Each position in the input data block gets "hashed", using the first 4 bytes (minimatch). Then the position is stored

at the hashed position. Obviously, the smaller the table, the more collisions we get, reducing compression

effectiveness. The decoder do not care of the method used to find matches, and requires no addtional memory.

LZ4使用雜湊表來查詢匹配字串。這個雜湊表的對映關係(key, value):

key為4個位元組的二進位制值。

value為這4個位元組在塊中的位置。

/* Default value is 14, for 16KB, which nicely fits into Intel x86 L1 cache。
 * Increasing memory usage improves compression ratio
 * Reduced memory usage can improve speed, due to cache effect
 */

#define MEMORY_USAGE 14
#define LZ4_HASHLOG (MEMORY_USAGE - 2) /* 雜湊桶位數12 */
#define HASHTABLESIZE (1 << MEMORY_USAGE) /* 雜湊表大小2^14 = 16K */
#define HASHNBCELLS4 (1 << LZ4_HASHLOG) /* 雜湊桶個數2^12 = 4K */

選擇雜湊表的大小時,要做一個權衡:

1. 側重壓縮比,則雜湊表可以大一些。

2. 側重壓縮速度,則雜湊表應該適中,以便能裝入L1 cache。

預設的雜湊表使用的記憶體為16KB,能裝進L1 cache,這也是LZ4壓縮速度快的一個原因。

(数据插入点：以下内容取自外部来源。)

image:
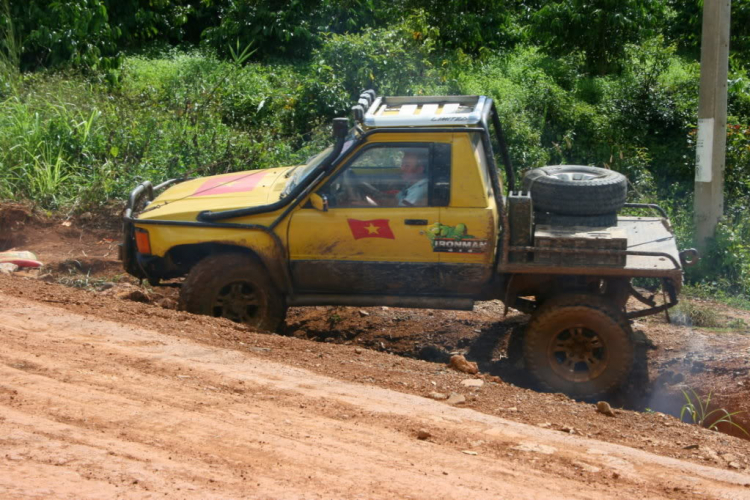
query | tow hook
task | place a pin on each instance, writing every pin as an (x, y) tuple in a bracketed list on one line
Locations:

當前主流的Intel X86 L1 Data Cache為32KB,所以建議雜湊表不要超過此大小。

typedef enum { byPtr, byU32, byU16} tableType_t;

雜湊表儲存的資料為“位置”,分三種情況:

1. inputSize小於64KB時,使用byU16,表示16位的偏移值即可。

2. inputSize大於64KB時:

    2.1 指標大小為8位元組,使用byU32,表示32位的偏移值,如果用指標不划算。

    2.2 指標大小為4位元組,使用byPtr,表示32位的指標。

採用整數雜湊演算法。

2654435761U是2到2^32的黃金分割素數,2654435761 / 4294967296 = 0.618033987。

計算雜湊值,輸入為4個位元組,輸出可分為2位元組值、4位元組值兩種雜湊值。

FORCE_INLINE int LZ4_hashSequence(U32 sequence, tableType_t tableType)
{
    if (tableType == byU16)
        /* 雜湊表為16K,如果雜湊value為16位 => 雜湊key為13位 */
        return (((sequence) * 2654435761U) >> ((MINMATCH * 8) - (LZ4_HASHLOG + 1)));
    else
        /* 雜湊表為16K,如果雜湊value為32位 => 雜湊key為12位 */
        return (((sequence) * 2654435761U) >> ((MINMATCH * 8) - LZ4_HASHLOG));
}

FORCE_INLINE int LZ4_hashPosition(const BYTE *p, tableType_t tableType) \
    { return LZ4_hashSequence(A32(p), tableType); }

把地址存入到雜湊表中。

FORCE_INLINE void LZ4_putPositionOnHash(const BYTE *p, U32 h, void *tableBase, tableType_t tableType,
       const BYTE *srcBase)
{
    switch(tableType)
    {
    case byPtr: { const BYTE **hashTable = (const BYTE **) tableBase; hashTable[h] = p; break; }
    case byU32: { U32 *hashTable = (U32 *) tableBase; hashTable[h] = (U32) (p - srcBase); break; }
    case byU16: { U16 *hashTable = (U16 *) tableBase; hashTable[h] = (U16) (p - srcBase); break; }
    }
}

計算指標p指向的4位元組的雜湊值,然後把它的位置存入雜湊表中。

FORCE_INLINE void LZ4_putPosition(const BYTE *p, void *tableBase, tableType_t tableType, const BYTE *srcBase)
{
    U32 h = LZ4_hashPosition(p, tableType); /* 計算雜湊值 */
    LZ4_putPositionOnHash(p, h, tableBase, tableType, srcBase); /* 把地址存入雜湊表 */
}

根據雜湊值,獲取地址。

FORCE_INLINE const BYTE *LZ4_getPositionOnHash(U32 h, void *tableBase, tableType_t tableType,
    const BYTE *srcBase)
{
    if (tableType == byPtr) { const BYTE **hashTable = (const BYTE **) tableBase; return hashTable[h]; }
    if (tableType == byU32) { U32 *hashTable = (U32 *) tableBase; return hashTable[h] + srcBase; }
    { U16 *hashTable = (U16 *) tableBase; return hashTable[h] + srcBase; } /* default, to ensure a return */
}

根據指標p指向的4位元組,計算雜湊值,並查詢此雜湊桶是否已有賦值。

如果此雜湊桶已有賦值,則說明此時的4位元組和上次的4位元組很可能是一樣的(如果是衝突,則是不一樣的)。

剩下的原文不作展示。